|
T his author has for the past four years been involved in a collaborative project with some other mental health professionals and service users of the psychiatric system as “CONKER,” CONsumers for Knowledge Exchange and Research. We believe that without having the people most affected by psychiatric practices contribute to mental health knowledge he evidence base will be incomplete.
A criticism of traditional academic research is that the subjects – people – are used, and then in effect discarded. A different approach, typically employed with marginalized populations, is a model called participatory action research (PAR). This approach differs not so much in the methods used as in having representatives of the population being studied identify the research question (participation) and then using the results to better the lives of that population (action). This is not to say that academic research never achieves any of these ends, but to say that PAR is more explicitly collaborative, praxis-oriented, and political. This discussion may be relevant in discussing research enterprises driven by persons identifying as clients of the psychiatric system, since according to Beresford (2006, 225) such research “tends to be associated with…..the empowerment of service users and the improvement of their lives, through both the process and purpose of research.” Canada’s own “Kirby Report” (Standing Senate Committee on Social Affairs, Science and Technology 2006) suggests that consumers and families favor “participatory action research and underutilized … qualitative methods” (244) as a means to “reclaim ones own story” (231).
|
|
|
An article by Griffiths and colleagues (2004) identifies both potential advantages and challenges concerning consumer participation in research:
- Advantages to the research enterprise itself include the inside experience and knowledge of service recipients; a potentially broader perspective on the research question; the greater likelihood that feasibility, relevance and client-sensitivity will be highlighted; insights into the interpretation of data – a phenomenological perspective; increased researcher accountability; and, greater appreciation for research by the consumers participating.
- Public health advantages include, hopefully, improved services and improved health outcomes.

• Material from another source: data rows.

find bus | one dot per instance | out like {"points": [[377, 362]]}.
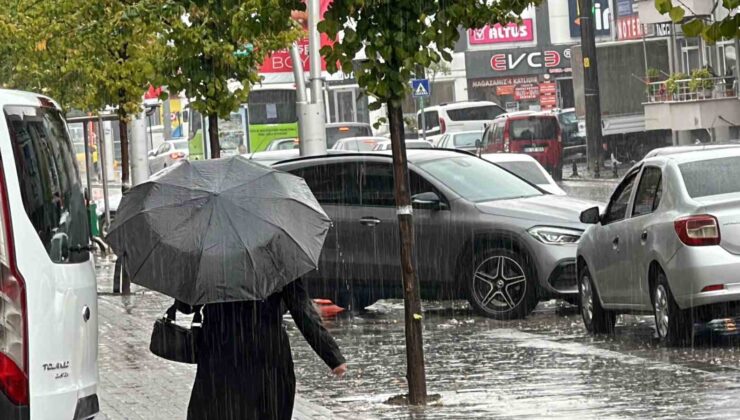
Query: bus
{"points": [[271, 114]]}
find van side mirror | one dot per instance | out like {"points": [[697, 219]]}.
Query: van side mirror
{"points": [[427, 200], [591, 216], [59, 251]]}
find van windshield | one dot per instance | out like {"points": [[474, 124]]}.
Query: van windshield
{"points": [[534, 128], [49, 181], [475, 113]]}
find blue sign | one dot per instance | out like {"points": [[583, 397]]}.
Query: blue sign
{"points": [[420, 88]]}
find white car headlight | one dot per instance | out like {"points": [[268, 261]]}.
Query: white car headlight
{"points": [[555, 235]]}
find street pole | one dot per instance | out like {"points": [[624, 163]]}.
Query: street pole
{"points": [[312, 119], [415, 375], [139, 158], [591, 87], [166, 121]]}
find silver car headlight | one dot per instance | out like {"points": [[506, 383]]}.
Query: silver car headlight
{"points": [[555, 236]]}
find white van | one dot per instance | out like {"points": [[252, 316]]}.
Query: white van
{"points": [[48, 299], [458, 116]]}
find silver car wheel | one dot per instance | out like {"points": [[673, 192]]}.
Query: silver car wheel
{"points": [[587, 299], [662, 313], [499, 284]]}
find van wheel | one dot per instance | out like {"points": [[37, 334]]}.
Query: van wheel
{"points": [[502, 285], [674, 326], [596, 319]]}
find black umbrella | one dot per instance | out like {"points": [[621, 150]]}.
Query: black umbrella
{"points": [[219, 231]]}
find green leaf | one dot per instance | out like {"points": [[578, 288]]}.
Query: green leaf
{"points": [[663, 6], [693, 27], [677, 14]]}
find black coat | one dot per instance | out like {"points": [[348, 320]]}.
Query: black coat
{"points": [[245, 367]]}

- Advantages to clients of the psychiatric system include the acknowledgment of consumer expertise; providing clients with both a voice and a sense of ownership; providing an opportunity to contribute; and, diminishing stigma by making clients partners.
- Challenges to the research enterprise include the possibility of consumer-researchers becoming unwell and having to break off from the project; a lack of research knowledge and credentials among consumers; and, whether the consumers offering their inside experience and views of the mental health system can be considered representative. With respect to participants becoming unwell, a parallel concern is the added stress of the work causing symptoms of mental illness to worsen. Possible challenges for the professional researcher include the additional time required to mentor consumer-colleagues, and the threat to a self-perception of “researcher as expert,” this having to do with “a feeling of ownership regarding the intellectual quality of their research” (Griffiths et al. 2004, 52).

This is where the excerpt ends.